The Download Decade Turns to Copyright

The Globe and Mail's Download Decade turns to the issue of copyright today.  The package includes a lengthy article on the issue, a global map of the copyfight, and the launch of a public wiki on copyright reform.  The wiki is an interesting initiative – the Globe plans to wrap it up on July 1st and send the results to the government. There is also a video debate (embedded below) on copyright issues between CRIA lawyer Barry Sookman and me in which we were both asked the same questions and the responses run side-by-side.


  1. Gary Fung says:

    Mr. Geist, would you work on revising the Bill C-61 draft on G&M’s wiki and encourage other lawyers to do the same? Or is C-61 beyond repair? There are request and takedown procedures in C-61 that would significantly clarify responsibility of ILT like us, a process we are already using as coded in the DMCA. Although I would very much like to see the notice and notice process adopted in Canadian law instead, process you mentioned is informally used by ISPs.

    Anyways, government transparency and “Open Source Legislation” has been a dear topic in my head, and I’m curious to see how G&M’s wiki and public input may actually influence policy making. I’m also honored to be involved in G&M’s comprehensive series on the business and culture changing effects of file sharing.

  2. Craig N. says:

    If you watch the eyes of both Michael Geist and CRIA lawyer Barry Sookman, you’ll notice that Michael almost never looks away from the camera when answering, however, Barry Sookman averts his eyes from the camera often when he answers. Funny how people who lie can’t look you in the eyes, or in this case, the eye of the camera.
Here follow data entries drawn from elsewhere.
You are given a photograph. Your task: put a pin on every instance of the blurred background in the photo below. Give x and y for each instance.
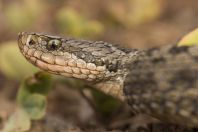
(131, 23)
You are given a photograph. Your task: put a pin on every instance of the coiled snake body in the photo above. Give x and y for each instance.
(162, 82)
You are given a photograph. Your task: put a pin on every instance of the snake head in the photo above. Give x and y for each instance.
(82, 59)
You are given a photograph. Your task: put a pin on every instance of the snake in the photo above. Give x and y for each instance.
(161, 82)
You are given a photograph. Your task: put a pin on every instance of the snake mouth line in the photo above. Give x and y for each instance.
(69, 67)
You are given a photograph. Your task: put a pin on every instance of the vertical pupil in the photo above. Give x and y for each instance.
(53, 45)
(31, 42)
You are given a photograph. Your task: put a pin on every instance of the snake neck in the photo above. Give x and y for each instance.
(114, 85)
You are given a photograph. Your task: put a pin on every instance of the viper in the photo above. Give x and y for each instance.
(161, 82)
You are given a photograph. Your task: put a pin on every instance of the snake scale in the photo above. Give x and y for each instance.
(161, 82)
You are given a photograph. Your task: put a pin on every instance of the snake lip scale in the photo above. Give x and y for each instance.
(161, 82)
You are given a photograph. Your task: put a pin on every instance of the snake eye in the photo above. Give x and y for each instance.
(31, 40)
(54, 44)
    Anyone else notice a couple other tells of his?

  3. Dr. Tim Fedak says:

    Manager Distributed Education, Dalhousie Faculty of Medicine
    I believe the propositions that were in Bill C-61 would have greatly limited the deliver of higher education, and as part of the community that is involved in delivering distributed (distance) education programs, revision to Canadian copyright is of considerable interest.
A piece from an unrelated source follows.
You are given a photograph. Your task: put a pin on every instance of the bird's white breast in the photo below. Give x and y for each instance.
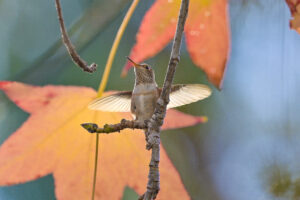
(142, 88)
    I find the Globe and Mail articles helpful in increasing the ability to discuss these issues with colleagues, and hope it brings the issue into focus again among both faculty and students. The interests of industry must be tempered to ensure that goals of education and public trust remain attainable. I’ll be doing my best to encourage discussions among faculty and students at my university through my blog.
    Thank you for your work.

  4. Absurdity of G&M’s wiki
    I would just like to point out that G&M is owned by media conglomerate CTVGlobemedia; they are hardly unbiased when it comes to copyright.
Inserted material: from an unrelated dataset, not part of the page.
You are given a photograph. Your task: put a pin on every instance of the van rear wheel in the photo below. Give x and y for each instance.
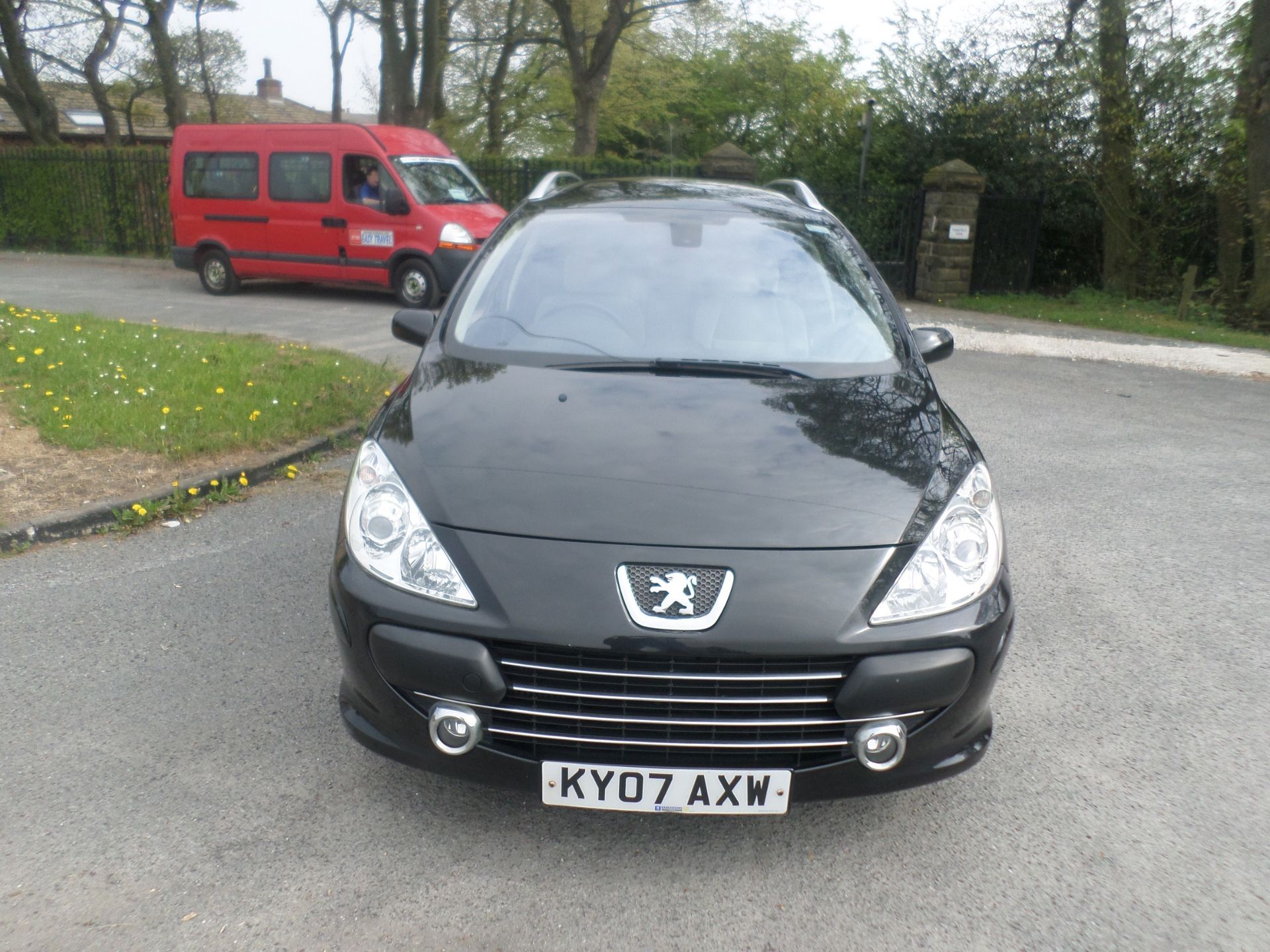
(216, 273)
(415, 284)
    When C-61 was unveiled, they introduced it with the headline “Ottawa gets tough with illegal downloaders”. That should give you an idea of the people you’ll be dealing with.

    Who exactly are the people at G&M, to preside over a national bill? For them to preside over a bill on, say, drug policy would be seen as laughable–why should copyright be any different?

    I am strongly opposed to participating in this wiki.